What Happens to the Appointments Already Made and Those in Process?
Another piece in the puzzle is whether the appointments made during the pendency of the proceedings will continue to be valid. The majority opinion does not appear to address this. Nevertheless, Chandrachud J. in his conclusion (para 103) holds that the appointments made in accordance with the interim orders passed by the Court, shall not be affected by the Rules being declared unconstitutional. Interestingly, here also, Chandrachud J. appears to speak on behalf of the majority (“we direct that those appointments shall not be affected by the declaration of unconstitutionality”) while writing his separate opinion.
This is however not very relevant to IPAB as the only appointment that appears to have been made to it during the pendency of the proceedings was that of Justice Manmohan Singh as the Chairman, who retired in September this year.
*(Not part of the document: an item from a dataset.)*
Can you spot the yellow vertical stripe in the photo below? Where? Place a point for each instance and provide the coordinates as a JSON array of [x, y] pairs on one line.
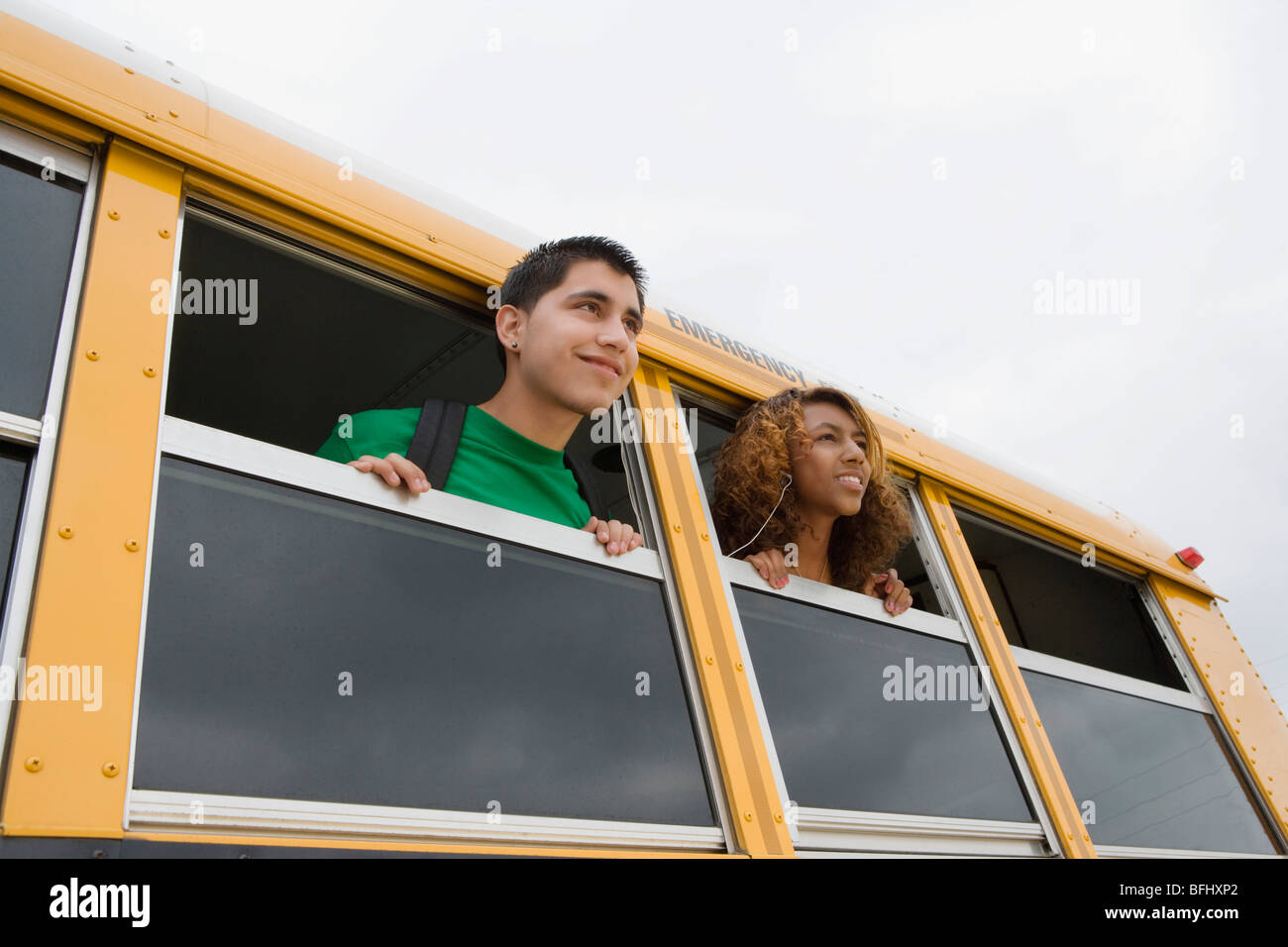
[[748, 783], [1074, 840], [1239, 696]]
The rest of the vacancies, i.e. for the posts of Vice Chairman and Technical Members (Patent, Trade Marks & Copyright) (see here, here and here), which were advertised after the Rules came into force, have anyway not been filled up till now.
However, the judgment does not provide any clarity on what happens to the appointments which are underway – are the vacancies for those posts required to be re-advertised and filled up in accordance with the earlier procedure that governed these appointments?
Any End in Sight?
Given their effect on judicial independence, the direction to reframe the Rules is indeed welcome. Nevertheless, it is doubtful whether mere reformulation in itself would lead to any palpable changes in the way IPAB is run. As Prashant had pointed out recently, for most part of its 16 years’ existence, IPAB has been dysfunctional. In fact, a recent response received from the DPIIT to a representation made by Dr. Gopakumar Nair as regards appointment to IPAB offers very little hope. In its response to the representation – made to enquire the undue delay in appointment of IPAB members – DIPP has informed of the steps that have been taken to fill up the positions to IPAB. While the appointment of the Chairperson has been held up at Supreme Court’s end for several months now, the vacancy for the Vice-Chairman was re-advertised only last month and the appointment of Technical Members is pending with the Competent Authority that’s considering the recommendations of the Search-cum-Selection Committee.
Given the lack of urgency shown in appointments, it is worrisome that no timeframe has been set for the Government to actually reformulate the rules. And given the Government’s patchy history of time and again coming up with questionable rules to govern the tribunals, the denouement is far from sight.